La course Washington-Damas
Après l’attaque surprise de la base aérienne de l’armée syrienne d’Al-Chaayrate décidée par Donald Trump, c’est un retour à la stratégie militaire jusqu’alors menée par Barack Obama en Syrie. Avec toutefois une empreinte au sol plus importante et donc une relance des offensives sur Raqqa. Les forces kurdes sont désormais en mesure d’encercler assez rapidement la capitale de Daech en Syrie. A moins que l’armée turque, coincée dans la poche entre Al Bab et Jarablous, ne décide de reprendre les hostilités. Il y a quelques jours encore, l’aviation turque n’avait pas hésité à bombarder par surprise les positions kurdes de Syrie.

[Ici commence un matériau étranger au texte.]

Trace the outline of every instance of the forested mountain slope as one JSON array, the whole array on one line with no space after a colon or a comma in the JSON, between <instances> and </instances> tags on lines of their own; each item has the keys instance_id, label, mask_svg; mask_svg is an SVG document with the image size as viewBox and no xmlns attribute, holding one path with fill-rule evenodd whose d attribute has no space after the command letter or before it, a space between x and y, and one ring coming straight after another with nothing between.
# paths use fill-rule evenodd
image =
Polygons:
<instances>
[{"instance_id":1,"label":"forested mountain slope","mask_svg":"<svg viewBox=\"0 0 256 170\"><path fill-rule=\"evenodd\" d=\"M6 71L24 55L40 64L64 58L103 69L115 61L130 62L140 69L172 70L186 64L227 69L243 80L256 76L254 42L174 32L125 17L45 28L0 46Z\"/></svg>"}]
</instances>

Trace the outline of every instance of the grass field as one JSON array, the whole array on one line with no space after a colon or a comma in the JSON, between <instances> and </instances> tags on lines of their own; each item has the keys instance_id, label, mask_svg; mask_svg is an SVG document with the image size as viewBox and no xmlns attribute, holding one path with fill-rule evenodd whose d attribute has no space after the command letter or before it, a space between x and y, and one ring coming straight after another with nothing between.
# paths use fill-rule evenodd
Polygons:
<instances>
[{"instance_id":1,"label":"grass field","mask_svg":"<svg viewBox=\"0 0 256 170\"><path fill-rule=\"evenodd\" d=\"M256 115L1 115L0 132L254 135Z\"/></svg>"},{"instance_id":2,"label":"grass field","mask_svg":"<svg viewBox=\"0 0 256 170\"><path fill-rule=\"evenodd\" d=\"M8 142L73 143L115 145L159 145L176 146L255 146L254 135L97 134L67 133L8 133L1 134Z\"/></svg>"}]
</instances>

Au-delà de la simple victoire symbolique sur Daech, l’armée américaine a d’autres ambitions à Raqqa. D’une part, récompenser et sécuriser un Kurdistan autonome de Syrie sur le modèle du Kurdistan irakien après la Guerre du Golfe. D’autre part, devancer Damas dans la reconquête de la vallée de l’Euphrate qui serpente au milieu du désert. Et donc, disposer d’une carte supplémentaire dans les négociations sur une éventuelle transition politique à Damas. L’armée syrienne est-elle en capacité de se lancer dans la course pour Raqqa? A priori non. La prise de Tabqa lui a fermé la porte. Il reste Deir Ez-Zor mais l’objectif est beaucoup plus loin et hasardeux. Les lignes de l’armée syrienne seraient sans doute trop étendues pour tenir.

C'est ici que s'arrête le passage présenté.